It's not just multi-strategy hedge funds that are going all out on recruitment this year. Recruiters covering theprivate credit space say they too are awash with work, and that they're only likely to become more busy.
«We're doing searches for five different firms,» says Richard Risch CEO of private markets specialist recruiter The Risch Group. «Private credit funds have been adding headcount, big time.»
Risch, who is based in New York, tracks the number of people moving jobs in private credit. In the first six months of 2023 his data shows there were 1,211 moves globally. "About 375 of those were in the marketing space, the rest were spit up between investment/origination/portfolio management."
Growth in the private credit market is well documented. From nothing in 2000, assets under management in private credit went to $500bn in 2015 and $1.5 trillion last year according to the Financial Times, quoting figures from Preqin.

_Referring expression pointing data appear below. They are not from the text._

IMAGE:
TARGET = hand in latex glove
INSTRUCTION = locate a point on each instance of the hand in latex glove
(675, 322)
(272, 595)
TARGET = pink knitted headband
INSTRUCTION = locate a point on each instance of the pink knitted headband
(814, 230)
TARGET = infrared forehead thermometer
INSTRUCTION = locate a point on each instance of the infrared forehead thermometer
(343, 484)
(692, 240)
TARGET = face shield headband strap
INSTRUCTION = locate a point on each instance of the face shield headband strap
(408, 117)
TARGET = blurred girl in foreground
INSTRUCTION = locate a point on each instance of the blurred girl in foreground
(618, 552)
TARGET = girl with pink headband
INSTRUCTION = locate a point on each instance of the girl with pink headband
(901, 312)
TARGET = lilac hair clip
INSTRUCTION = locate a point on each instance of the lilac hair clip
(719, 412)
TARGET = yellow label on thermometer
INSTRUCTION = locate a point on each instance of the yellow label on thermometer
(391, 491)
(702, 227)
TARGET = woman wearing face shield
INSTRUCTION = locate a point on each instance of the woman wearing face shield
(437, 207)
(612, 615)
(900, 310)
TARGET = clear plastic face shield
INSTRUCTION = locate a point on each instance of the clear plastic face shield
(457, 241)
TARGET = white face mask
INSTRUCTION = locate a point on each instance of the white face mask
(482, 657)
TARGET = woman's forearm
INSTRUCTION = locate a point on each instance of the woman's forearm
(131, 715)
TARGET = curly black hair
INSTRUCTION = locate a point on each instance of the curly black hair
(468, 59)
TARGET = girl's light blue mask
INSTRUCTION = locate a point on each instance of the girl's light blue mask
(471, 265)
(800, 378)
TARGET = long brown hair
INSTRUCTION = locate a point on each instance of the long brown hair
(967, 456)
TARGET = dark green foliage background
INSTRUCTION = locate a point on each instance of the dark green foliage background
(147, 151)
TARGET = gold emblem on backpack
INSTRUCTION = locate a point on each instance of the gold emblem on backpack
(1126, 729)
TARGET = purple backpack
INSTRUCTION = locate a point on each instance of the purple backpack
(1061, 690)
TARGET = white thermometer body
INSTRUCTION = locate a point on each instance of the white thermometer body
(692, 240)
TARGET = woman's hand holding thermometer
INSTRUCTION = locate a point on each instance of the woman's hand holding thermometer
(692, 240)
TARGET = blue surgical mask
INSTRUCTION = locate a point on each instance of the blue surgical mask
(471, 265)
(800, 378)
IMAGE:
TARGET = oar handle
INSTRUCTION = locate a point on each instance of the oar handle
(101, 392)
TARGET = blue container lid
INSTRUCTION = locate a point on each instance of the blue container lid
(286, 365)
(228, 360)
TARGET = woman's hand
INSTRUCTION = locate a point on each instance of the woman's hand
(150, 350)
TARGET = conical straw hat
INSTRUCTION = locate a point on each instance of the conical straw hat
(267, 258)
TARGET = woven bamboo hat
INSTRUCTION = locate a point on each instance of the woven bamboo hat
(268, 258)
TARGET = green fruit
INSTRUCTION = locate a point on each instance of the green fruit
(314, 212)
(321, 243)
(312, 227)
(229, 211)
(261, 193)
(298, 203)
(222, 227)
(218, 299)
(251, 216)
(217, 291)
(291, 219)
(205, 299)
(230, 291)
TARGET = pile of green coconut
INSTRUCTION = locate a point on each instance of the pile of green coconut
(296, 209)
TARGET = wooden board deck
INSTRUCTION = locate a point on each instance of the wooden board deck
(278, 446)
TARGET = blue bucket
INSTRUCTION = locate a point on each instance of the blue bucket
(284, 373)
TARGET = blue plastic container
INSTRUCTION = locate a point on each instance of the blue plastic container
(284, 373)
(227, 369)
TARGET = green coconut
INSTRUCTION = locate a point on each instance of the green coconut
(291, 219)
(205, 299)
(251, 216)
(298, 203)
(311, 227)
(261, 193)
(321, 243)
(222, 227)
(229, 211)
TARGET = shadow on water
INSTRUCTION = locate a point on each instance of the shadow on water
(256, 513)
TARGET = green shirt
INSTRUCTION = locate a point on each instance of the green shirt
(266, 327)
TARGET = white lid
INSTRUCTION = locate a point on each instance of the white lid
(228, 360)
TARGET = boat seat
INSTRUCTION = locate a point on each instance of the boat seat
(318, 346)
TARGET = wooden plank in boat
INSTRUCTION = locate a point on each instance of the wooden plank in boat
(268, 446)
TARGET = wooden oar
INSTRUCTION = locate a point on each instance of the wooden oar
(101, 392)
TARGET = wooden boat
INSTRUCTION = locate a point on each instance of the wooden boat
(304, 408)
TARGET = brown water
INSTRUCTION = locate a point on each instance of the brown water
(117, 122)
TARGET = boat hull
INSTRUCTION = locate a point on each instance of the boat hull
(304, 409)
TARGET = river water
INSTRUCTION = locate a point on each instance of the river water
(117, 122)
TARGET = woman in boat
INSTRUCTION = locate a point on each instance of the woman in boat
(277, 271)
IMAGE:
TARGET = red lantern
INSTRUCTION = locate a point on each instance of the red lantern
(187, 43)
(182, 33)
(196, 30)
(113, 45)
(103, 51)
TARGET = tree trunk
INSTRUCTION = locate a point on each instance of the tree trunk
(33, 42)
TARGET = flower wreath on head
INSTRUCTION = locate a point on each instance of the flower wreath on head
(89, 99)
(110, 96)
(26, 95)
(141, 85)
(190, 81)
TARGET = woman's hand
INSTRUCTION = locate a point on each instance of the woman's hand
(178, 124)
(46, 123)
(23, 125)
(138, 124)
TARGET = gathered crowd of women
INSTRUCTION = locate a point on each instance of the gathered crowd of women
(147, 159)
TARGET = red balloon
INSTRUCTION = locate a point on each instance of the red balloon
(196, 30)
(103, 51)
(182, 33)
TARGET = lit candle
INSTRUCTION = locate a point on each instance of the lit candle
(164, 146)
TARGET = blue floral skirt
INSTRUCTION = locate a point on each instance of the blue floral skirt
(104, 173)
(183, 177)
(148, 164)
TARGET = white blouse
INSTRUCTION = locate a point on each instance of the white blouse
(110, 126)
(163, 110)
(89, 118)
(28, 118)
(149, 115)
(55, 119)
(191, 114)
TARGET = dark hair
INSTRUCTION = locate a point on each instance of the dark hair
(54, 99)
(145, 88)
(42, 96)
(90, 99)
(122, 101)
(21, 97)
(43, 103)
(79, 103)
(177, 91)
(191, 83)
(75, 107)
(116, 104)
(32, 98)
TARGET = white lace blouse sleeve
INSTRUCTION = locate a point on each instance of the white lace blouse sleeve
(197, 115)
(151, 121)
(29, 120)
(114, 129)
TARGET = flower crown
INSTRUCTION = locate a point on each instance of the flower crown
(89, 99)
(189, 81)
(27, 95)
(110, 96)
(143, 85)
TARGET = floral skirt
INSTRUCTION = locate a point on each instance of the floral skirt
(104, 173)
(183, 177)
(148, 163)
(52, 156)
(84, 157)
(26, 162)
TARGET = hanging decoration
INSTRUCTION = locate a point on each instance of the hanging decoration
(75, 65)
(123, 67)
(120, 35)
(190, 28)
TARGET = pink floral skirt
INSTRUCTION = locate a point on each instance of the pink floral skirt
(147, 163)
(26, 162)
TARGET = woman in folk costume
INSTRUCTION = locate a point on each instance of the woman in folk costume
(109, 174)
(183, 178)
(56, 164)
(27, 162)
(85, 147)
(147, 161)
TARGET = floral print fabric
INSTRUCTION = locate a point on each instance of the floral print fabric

As AUM have increased exponentially, so has the need for people to manage those assets and keep the fires burning. «There's been a lot of hiring activity around fundraising and marketing,» says Risch. «Funds don't just want people who can give introductions, but who really understands the way the credit product works and how it's structured.»
Risch says a lot of business development and marketing professionals are moving into private credit from capital introduction in banks, or — if they can prove an understanding of the space — from private equity or real estate funds. By comparison, he says origination and structuring professionals in private credit are more likely to come from banks. Diligence and underwriting talent comes from banks or insurance firms.